Professor Adriano Previtali war schon Anfang der 90er Jahre als Student an der Universität Freiburg und unterrichtet nun seit Anfang 2000 Bundesstaats- und Sozialversicherungsrecht. Auch er benutzt einen Rollstuhl. Er erzählt im Interview mit Spectrum, was er über die Barrierefreundlichkeit der Universität Freiburg denkt. Herr Previtali empfindet die Mitarbeiter:innen an der Universität Freiburg als hilfsbereit und sensibilisiert für Personen mit Gehbehinderung. Seine Vorlesungen hält er meistens in Miséricorde.
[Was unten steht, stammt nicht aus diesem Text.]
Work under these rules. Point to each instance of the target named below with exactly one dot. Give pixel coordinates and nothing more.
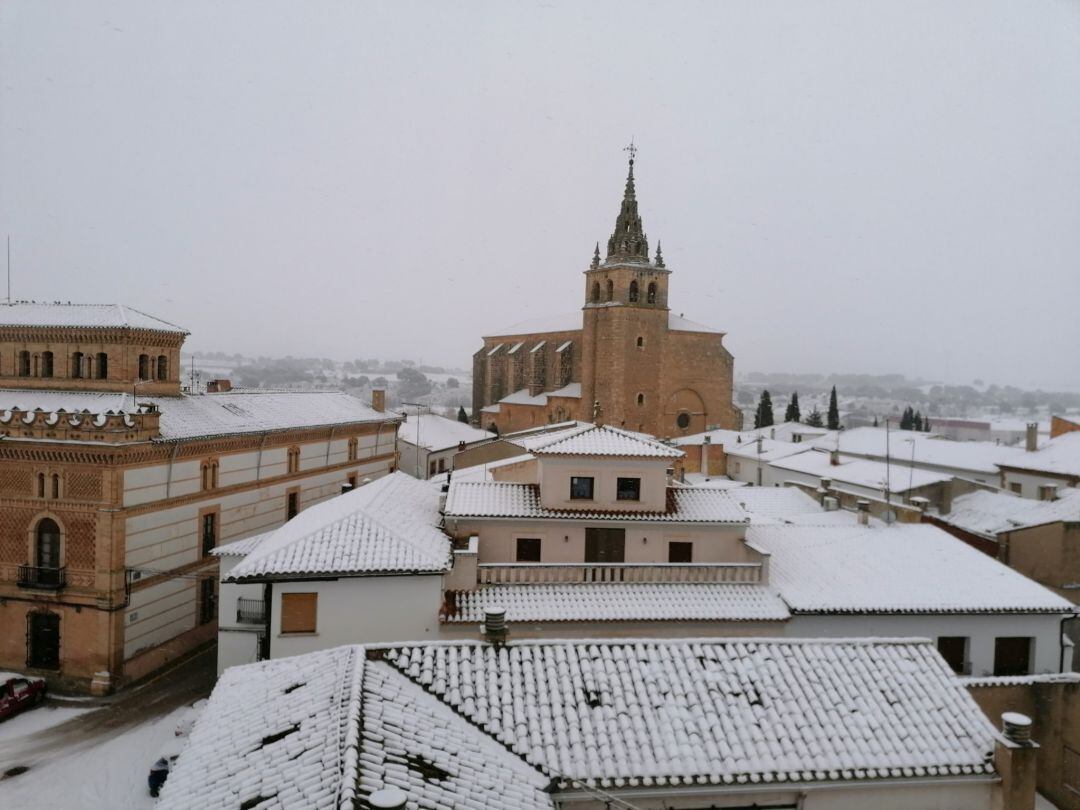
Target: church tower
(625, 323)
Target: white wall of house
(980, 629)
(360, 610)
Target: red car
(18, 692)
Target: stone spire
(629, 242)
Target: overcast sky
(839, 186)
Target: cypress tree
(764, 416)
(792, 415)
(834, 410)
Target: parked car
(18, 692)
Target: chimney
(864, 511)
(388, 798)
(495, 624)
(1014, 758)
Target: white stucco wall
(361, 610)
(981, 629)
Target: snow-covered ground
(103, 771)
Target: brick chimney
(1014, 758)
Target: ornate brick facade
(625, 361)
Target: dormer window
(581, 487)
(629, 489)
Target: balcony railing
(553, 572)
(51, 579)
(251, 611)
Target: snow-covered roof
(505, 499)
(82, 315)
(929, 449)
(572, 322)
(210, 415)
(325, 730)
(607, 602)
(440, 433)
(860, 472)
(723, 712)
(389, 526)
(594, 440)
(913, 568)
(1061, 456)
(990, 513)
(770, 449)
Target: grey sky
(840, 186)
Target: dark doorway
(605, 545)
(1012, 656)
(43, 640)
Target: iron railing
(51, 579)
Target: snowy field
(79, 770)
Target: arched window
(48, 544)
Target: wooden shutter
(298, 611)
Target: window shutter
(298, 612)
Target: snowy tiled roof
(1061, 457)
(389, 526)
(727, 712)
(440, 433)
(324, 730)
(211, 415)
(572, 322)
(989, 513)
(593, 440)
(981, 457)
(82, 315)
(603, 602)
(767, 449)
(504, 499)
(240, 548)
(896, 569)
(860, 472)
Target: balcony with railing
(251, 611)
(559, 572)
(45, 579)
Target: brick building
(115, 486)
(625, 358)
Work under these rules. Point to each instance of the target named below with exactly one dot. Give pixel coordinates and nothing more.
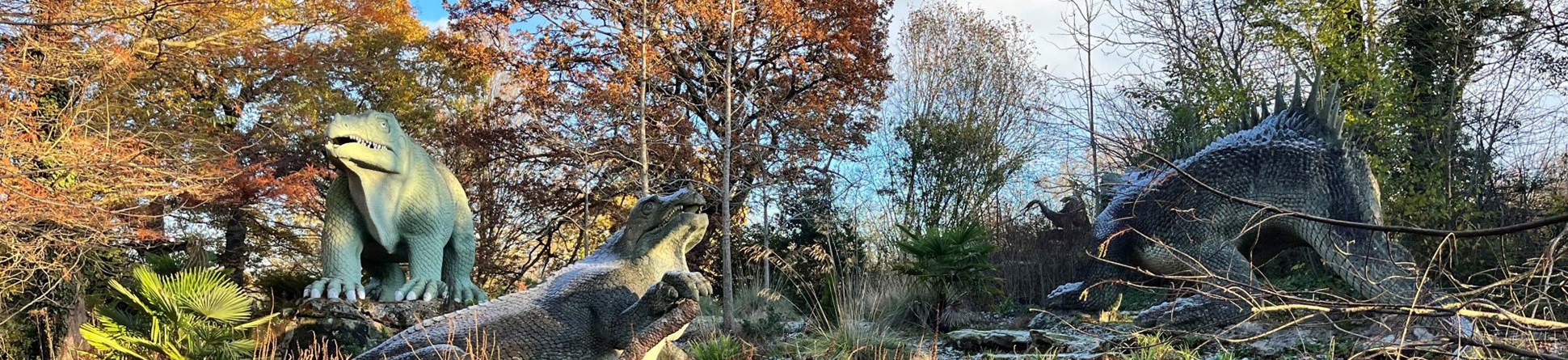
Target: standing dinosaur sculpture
(392, 203)
(1164, 223)
(588, 310)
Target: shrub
(195, 313)
(950, 265)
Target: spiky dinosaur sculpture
(392, 203)
(593, 308)
(1165, 223)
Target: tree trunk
(235, 252)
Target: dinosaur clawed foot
(678, 285)
(1191, 313)
(336, 288)
(420, 290)
(689, 285)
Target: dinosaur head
(370, 140)
(662, 225)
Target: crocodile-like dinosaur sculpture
(618, 298)
(1164, 223)
(392, 203)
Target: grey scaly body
(588, 310)
(1296, 159)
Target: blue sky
(430, 11)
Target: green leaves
(952, 263)
(195, 313)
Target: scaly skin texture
(390, 205)
(1164, 223)
(626, 293)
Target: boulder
(988, 340)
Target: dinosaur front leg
(342, 246)
(458, 268)
(665, 308)
(425, 255)
(1224, 294)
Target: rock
(402, 315)
(1069, 341)
(980, 340)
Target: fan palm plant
(195, 313)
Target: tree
(140, 125)
(802, 79)
(965, 93)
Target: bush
(950, 265)
(193, 313)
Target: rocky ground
(1071, 335)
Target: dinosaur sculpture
(595, 308)
(392, 203)
(1164, 223)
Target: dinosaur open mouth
(353, 138)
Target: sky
(1047, 24)
(1045, 18)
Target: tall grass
(862, 323)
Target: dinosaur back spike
(1317, 115)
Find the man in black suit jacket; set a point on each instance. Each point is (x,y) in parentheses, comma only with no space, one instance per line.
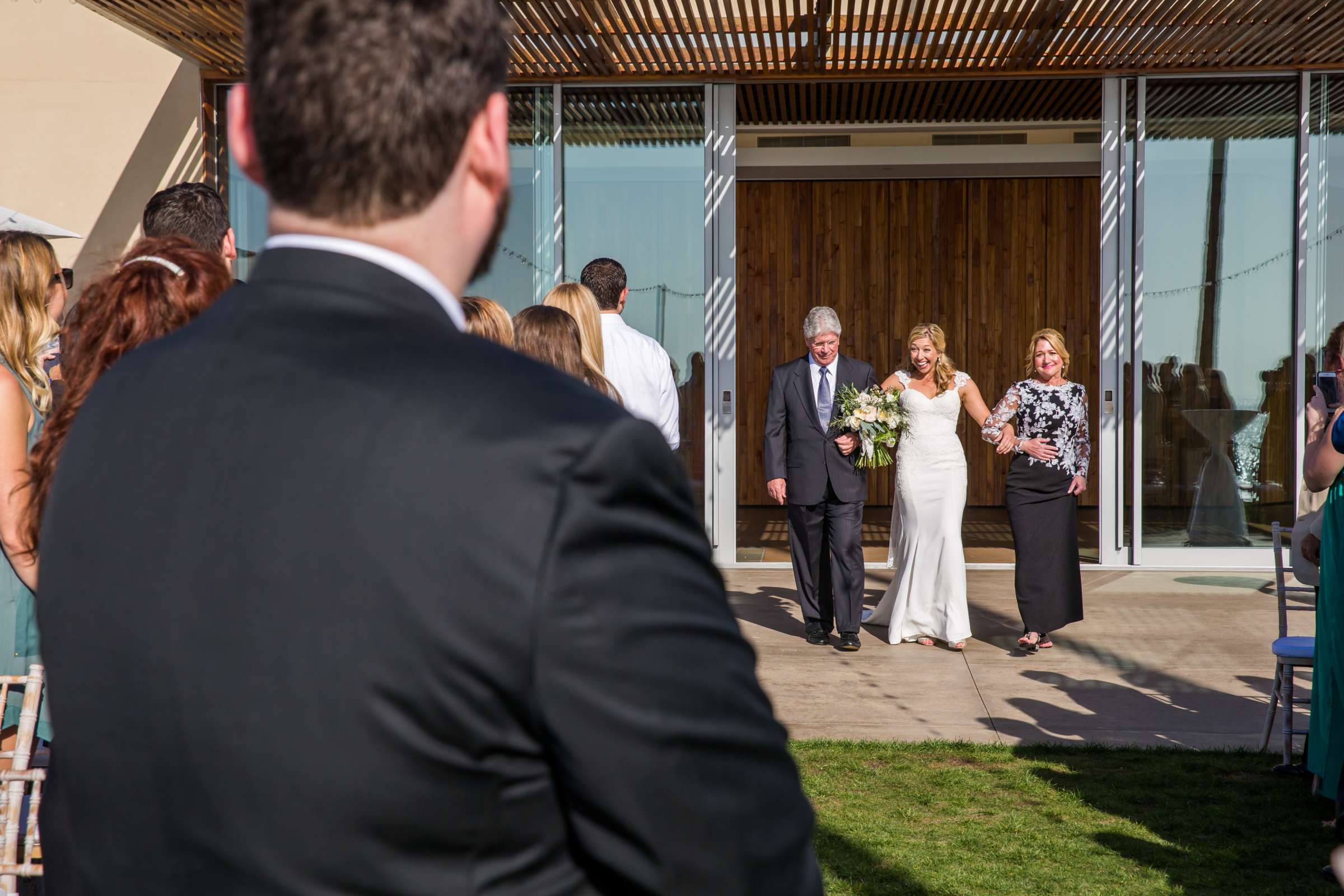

Er meint, dass sich seit seiner Zeit als Student schon vieles verbessert hat.

 

«In den 90er Jahren war die Situation für Personen im Rollstuhl katastrophal! Das hat sich nun aber, vor allem im Miséricorde, verbessert.»

 

Herr Previtali erklärt, dass in den 90er Jahren einige Vorlesungssäle nicht erreichbar und die Toiletten schlecht konzipiert waren. «Heute müssten Leute im Rollstuhl eventuell noch einige kleine Umwege machen, um zu den Räumlichkeiten zu kommen, aber die interne Mobilität ist grundsätzlich sehr gut, da man überall hinkommt», sagt er.

Herr Previtali sieht jedoch noch weitere Probleme. «Da die Rechtsfakultät an den drei Standorten Miséricorde, Pérolles und Beauregard verteilt ist, kann es für Studierende sehr mühsam sein, vom einen zum anderen Standort zu gelangen. Für Professor:innen mag dies kein Problem sein, doch für die Studierenden kann das Hin und Her zwischen den drei Campus schon mal stressig werden», erklärt Professor Previtali. Onlinevorlesungen seien zwar möglich, doch das sei nicht inklusiv für die Studierenden. Soziale Kontakte seien ebenfalls wichtig. Würden Studierende, welche einen Rollstuhl benutzen, nur Online-Vorlesungen haben, hätten sie nicht die gleichen Rechte wie ihre Mitstudierenden.

 

«Wir müssen alle die gleichen Rechte haben!»

 

Um die gleichen Rechte für Studierende und Mitarbeitende der Universität Freiburg, in Bezug auf Barrierefreundlichkeit, zu gewährleisten, wurde bereits ein Bauprojekt in die Wege geleitet.

Schon seit einigen Jahren gibt es das Projekt, die Rechtswissenschaftliche Fakultät in einem einzigen Gebäude unterzubringen. Geplant ist, das Gebäude beim Thierryturm zu bauen. «Die Bauarbeiten werden wahrscheinlich 2026 oder 2027 beginnen können und das neue Gebäude per 2030 fertig sein», sagt Professor Previtali. Doch ein neues Gebäude wird nicht alle Probleme, welche an der Universität Freiburg bestehen, lösen können. Professor Previtali macht deutlich klar, dass nicht nur die Barrierefreundlichkeit der Universität verbessert werden muss.

 

«Ich sehe aber noch Verbesserungspotenzial für die psychischen Behinderungen und die Suizidprävention.»

 

Herr Previtali erklärt: «Es gibt die Möglichkeit für soziale Hilfe an der Universität Freiburg, aber diese könnte noch mehr finanziert werden. Weiterbildungen oder Workshops für die Dozierenden könnten ebenfalls nützlich sein, da sie somit die Signale psychischer Belastung rechtzeitig erkennen und gemeinsam mit den Studierenden Lösungen für die Probleme finden könnten. Aber zuerst müssen sie die Probleme und Schwierigkeiten erkennen können. Erst danach kann rechtzeitig geholfen werden. Die Frage lautet also, was wir tun können. Wir sind keine Fachleute in diesem Gebiet, deswegen wäre es gut, wenigstens eine kleine Ausbildung dafür zu erhalten.»

Herr Previtali betont, dass es den Dialog zur Barrierefreundlichkeit seit den 2000er Jahren gebe. Das Behindertengleichstellungsgesetz, welches 2004 in Kraft getreten ist, habe ebenfalls dazu beigetragen, die Universität Freiburg für dieses Thema zu sensibilisieren.

 

Behindertengleichstellungsgesetz

Das Bundesgesetz über die Beseitigung von Benachteiligungen von Menschen mit Behinderungen (BehiG) hat zum Zweck, im Sinne von Art. 8 Abs. 4 BV Benachteiligungen zu verringern oder zu beseitigen, denen Menschen mit Behinderungen ausgesetzt sind.